14. Hukuk Dairesi Esas No: 2015/2770 Karar No: 2015/10531 Karar Tarihi: 17.11.2015
Yargıtay 14. Hukuk Dairesi 2015/2770 Esas 2015/10531 Karar Sayılı İlamı
14. Hukuk Dairesi 2015/2770 E. , 2015/10531 K.
"İçtihat Metni"
MAHKEMESİ :Sulh Hukuk Mahkemesi
Davacı vekili tarafından, davalılar aleyhine 04.01.2013 gününde verilen dilekçe ile terekenin tespiti istenmesi üzerine yapılan duruşma sonunda; davanın kabulüne dair verilen 01.04.2014 günlü hükmün Yargıtayca incelenmesi davacı vekili tarafından istenilmekle süresinde olduğu anlaşılan temyiz dilekçesinin kabulüne karar verildikten sonra dosya ve içerisindeki bütün kağıtlar incelenerek gereği düşünüldü: _ K A R A R _ Davacı, terekenin tespiti yanında HMK"nın 640. maddesi uyarınca 17.10.2012 tarihinde vefat eden muris ..."un miras şirketine temsilci atanmasını istemiştir. Mahkemece, terekenin tespitine dair talebin kabulü ile terekeye temsilci atanmasına ve terekenin resmi tasfiyesine ilişkin talebin reddine karar verilmiştir. Hükmü, davacı vekili temyiz etmiştir. Birden çok mirasçı bulunması halinde, mirasın geçmesiyle birlikte paylaşmaya kadar mirasçılar arasında terekedeki bütün hak ve borçları kapsayan bir ortaklık meydana gelir. Mirasçılar terekeye elbirliğiyle sahip olurlar. Mirasçılardan birinin isteği üzerine miras bırakanın yerleşim yeri sulh hakimi miras ortaklığına paylaştırmaya kadar temsilci atayabilir. Terekedeki mallar, alacak ve borçlar temsilci tarafından tutulan deftere göre yönetilir.
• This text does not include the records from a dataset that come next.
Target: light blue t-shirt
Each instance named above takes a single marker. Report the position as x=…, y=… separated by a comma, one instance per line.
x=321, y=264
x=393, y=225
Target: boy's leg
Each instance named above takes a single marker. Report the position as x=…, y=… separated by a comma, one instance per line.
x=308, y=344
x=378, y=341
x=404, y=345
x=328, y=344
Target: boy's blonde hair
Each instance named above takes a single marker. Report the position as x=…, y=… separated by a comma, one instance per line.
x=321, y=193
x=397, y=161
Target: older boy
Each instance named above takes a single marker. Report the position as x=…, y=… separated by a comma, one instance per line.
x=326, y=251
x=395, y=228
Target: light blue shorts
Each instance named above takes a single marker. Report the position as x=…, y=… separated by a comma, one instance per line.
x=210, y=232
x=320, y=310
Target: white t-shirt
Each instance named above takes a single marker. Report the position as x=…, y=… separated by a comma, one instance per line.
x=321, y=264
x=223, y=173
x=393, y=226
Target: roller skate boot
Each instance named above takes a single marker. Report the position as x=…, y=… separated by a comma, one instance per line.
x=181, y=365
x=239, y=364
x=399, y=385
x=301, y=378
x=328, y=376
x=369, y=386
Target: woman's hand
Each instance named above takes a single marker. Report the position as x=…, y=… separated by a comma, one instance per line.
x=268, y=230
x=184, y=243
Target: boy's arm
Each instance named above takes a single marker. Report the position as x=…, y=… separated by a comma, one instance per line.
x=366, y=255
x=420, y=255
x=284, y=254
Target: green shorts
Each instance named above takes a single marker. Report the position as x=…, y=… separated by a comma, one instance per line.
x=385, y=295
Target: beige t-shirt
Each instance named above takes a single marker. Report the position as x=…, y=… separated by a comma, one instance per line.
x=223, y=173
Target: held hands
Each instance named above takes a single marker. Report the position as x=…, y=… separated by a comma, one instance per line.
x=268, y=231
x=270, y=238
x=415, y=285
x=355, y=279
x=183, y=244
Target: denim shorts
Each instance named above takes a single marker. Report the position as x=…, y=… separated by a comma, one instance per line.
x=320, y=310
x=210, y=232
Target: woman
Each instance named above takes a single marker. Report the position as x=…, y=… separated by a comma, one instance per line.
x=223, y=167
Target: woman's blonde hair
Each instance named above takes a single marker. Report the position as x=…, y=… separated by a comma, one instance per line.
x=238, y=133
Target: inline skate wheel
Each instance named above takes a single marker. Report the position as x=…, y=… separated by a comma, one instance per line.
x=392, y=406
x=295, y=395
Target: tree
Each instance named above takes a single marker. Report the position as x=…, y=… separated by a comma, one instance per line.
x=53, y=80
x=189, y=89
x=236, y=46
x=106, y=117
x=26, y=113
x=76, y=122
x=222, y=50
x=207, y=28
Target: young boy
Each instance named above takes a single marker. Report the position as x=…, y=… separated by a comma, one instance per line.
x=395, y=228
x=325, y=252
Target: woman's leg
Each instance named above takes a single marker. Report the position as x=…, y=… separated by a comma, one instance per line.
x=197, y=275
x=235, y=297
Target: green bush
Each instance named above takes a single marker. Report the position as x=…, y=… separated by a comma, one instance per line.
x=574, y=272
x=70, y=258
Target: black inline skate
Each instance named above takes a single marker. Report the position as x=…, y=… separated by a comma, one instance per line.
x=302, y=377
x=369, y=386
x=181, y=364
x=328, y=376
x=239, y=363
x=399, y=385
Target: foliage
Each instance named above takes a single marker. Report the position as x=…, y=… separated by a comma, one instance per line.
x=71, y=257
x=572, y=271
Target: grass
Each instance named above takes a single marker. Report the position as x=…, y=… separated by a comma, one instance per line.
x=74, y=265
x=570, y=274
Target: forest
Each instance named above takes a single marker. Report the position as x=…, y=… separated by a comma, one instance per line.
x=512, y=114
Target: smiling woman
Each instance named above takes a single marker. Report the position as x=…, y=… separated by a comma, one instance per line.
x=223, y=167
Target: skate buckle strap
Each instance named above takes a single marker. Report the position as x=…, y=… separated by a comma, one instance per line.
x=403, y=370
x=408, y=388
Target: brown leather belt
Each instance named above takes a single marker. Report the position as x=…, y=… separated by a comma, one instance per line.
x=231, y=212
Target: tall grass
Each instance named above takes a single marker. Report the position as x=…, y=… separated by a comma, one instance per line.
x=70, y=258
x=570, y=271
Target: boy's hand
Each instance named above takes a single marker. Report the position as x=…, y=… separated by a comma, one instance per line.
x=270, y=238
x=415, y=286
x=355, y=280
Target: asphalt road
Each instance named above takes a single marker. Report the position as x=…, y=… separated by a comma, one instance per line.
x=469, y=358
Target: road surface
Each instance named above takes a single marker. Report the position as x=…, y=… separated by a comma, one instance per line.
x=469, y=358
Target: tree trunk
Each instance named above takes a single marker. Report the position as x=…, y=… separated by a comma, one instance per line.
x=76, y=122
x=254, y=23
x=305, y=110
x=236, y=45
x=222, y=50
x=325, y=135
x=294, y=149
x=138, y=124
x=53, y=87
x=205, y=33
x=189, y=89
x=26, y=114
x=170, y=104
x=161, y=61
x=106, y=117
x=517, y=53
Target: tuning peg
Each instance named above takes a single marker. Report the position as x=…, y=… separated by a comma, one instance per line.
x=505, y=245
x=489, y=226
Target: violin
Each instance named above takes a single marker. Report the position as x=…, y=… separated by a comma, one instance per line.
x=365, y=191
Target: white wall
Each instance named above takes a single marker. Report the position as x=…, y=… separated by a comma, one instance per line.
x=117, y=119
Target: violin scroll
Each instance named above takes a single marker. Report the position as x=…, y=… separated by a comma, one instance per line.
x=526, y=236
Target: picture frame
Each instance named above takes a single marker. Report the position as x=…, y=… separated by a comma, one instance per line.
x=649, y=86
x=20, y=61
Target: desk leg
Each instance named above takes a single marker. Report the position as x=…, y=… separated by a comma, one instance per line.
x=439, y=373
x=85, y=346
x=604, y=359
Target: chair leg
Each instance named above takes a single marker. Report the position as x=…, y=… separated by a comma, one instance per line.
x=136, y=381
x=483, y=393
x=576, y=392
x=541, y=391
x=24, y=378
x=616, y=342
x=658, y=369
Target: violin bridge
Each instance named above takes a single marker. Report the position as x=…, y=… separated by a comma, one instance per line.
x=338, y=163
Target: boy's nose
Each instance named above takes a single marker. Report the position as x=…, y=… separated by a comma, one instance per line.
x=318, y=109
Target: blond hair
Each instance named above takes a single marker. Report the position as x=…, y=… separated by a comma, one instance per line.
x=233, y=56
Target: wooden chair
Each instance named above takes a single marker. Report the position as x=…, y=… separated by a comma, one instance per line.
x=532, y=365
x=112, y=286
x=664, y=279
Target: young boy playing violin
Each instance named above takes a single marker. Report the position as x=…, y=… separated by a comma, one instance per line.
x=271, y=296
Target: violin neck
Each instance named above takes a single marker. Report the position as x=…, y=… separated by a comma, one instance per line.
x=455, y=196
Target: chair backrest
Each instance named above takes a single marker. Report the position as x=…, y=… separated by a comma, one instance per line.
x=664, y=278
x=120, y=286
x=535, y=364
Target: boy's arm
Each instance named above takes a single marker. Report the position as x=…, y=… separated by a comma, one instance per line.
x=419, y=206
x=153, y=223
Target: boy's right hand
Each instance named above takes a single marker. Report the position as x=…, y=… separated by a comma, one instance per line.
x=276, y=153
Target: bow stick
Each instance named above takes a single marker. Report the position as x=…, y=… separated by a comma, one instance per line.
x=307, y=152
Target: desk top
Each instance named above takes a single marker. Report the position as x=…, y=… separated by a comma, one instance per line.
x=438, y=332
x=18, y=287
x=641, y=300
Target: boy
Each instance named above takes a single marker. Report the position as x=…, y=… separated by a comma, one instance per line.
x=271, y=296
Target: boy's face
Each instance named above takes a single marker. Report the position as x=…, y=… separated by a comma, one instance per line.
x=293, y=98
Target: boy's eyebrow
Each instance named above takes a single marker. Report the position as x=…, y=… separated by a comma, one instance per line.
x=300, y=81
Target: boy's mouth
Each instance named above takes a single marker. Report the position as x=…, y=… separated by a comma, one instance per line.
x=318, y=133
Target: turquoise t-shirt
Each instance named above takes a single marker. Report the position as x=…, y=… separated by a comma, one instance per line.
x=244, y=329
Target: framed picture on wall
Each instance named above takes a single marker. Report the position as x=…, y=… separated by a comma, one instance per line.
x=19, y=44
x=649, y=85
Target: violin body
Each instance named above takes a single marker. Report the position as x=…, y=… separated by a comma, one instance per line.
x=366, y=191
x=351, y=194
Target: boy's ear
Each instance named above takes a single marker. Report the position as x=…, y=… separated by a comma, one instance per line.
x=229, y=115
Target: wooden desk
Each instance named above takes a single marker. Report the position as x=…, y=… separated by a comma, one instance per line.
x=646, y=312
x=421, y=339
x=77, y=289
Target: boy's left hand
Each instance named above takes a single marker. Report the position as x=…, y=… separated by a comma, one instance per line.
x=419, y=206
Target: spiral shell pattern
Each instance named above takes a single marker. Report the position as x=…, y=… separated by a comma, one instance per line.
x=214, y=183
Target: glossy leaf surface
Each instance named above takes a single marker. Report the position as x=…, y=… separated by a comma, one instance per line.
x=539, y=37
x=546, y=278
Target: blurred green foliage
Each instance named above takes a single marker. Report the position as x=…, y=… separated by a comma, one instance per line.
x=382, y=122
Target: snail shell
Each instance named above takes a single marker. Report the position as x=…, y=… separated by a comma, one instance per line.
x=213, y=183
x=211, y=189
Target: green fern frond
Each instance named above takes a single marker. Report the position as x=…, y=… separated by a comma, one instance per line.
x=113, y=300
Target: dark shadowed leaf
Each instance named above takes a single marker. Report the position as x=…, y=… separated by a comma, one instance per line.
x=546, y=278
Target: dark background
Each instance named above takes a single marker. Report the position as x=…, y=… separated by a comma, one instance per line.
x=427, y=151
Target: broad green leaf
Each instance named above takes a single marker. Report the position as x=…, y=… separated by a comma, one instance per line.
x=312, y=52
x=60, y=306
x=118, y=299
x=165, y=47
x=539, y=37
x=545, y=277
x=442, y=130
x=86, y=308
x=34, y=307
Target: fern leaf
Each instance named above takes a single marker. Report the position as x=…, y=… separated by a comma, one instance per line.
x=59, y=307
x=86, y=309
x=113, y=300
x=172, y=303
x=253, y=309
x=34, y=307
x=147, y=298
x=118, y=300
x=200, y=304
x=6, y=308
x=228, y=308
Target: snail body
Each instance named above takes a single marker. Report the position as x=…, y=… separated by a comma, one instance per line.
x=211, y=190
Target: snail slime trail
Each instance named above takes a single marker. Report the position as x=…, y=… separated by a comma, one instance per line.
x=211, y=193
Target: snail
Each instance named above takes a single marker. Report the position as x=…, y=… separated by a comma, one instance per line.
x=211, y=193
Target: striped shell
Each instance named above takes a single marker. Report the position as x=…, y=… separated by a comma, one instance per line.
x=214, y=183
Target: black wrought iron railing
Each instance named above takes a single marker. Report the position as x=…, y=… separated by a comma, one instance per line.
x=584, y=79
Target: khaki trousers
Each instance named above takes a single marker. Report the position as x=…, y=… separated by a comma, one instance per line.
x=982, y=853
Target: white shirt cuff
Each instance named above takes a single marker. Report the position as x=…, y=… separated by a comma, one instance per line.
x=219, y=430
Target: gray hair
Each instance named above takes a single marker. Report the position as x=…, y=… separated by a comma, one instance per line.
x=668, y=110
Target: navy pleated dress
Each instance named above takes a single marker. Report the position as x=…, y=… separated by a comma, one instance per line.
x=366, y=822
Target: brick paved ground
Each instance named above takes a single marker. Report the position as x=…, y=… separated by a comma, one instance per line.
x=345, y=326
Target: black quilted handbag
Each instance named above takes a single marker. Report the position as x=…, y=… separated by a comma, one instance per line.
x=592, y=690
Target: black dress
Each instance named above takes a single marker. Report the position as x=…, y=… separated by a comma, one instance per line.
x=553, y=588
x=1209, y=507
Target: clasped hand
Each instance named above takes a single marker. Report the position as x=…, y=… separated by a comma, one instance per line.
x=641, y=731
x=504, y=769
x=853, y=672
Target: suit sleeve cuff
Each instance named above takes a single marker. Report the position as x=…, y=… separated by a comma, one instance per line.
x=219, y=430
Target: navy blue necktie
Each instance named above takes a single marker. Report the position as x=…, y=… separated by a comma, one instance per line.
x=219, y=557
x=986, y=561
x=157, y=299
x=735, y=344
Temsilci yönetimine verilen malların belgelere dayanan hesabını üç ayda bir mirasçılara ve bu hesabın bir örneğini de sulh hakimine verir. Şikayet halinde hesap bilirkişiye incelettirilerek, belirlenen duruma göre vasi hakkındaki hükümler uyarınca temsilci hakkında da işlem yapılır. Davacı dava dilekçesinde ve 14.01.2013 tarihli dilekçesinde murise karşı açılmış olan icra takiplerine karşı menfi tespit davaları, murisin kandırılması yoluyla onun malvarlığını azaltacak şekilde düzenlenen satış vaadi sözleşmelerinin iptali davaları açılmak üzere terekeye temsilci atanmasını talep ettiğine göre bu isteğin kabulüne karar verilmesi gerekirken yanılgılı değerlendirmeyle yazılı şekilde hüküm kurulması doğru görülmemiş, bu nedenle kararın bozulması gerekmiştir. SONUÇ: Yukarıda açıklanan nedenlerle davacı vekilinin temyiz itirazlarının kabulü ile hükmün BOZULMASINA, peşin yatırılan harcın istek halinde yatırana iadesine, 17.11.2015 tarihinde oybirliği ile karar verildi.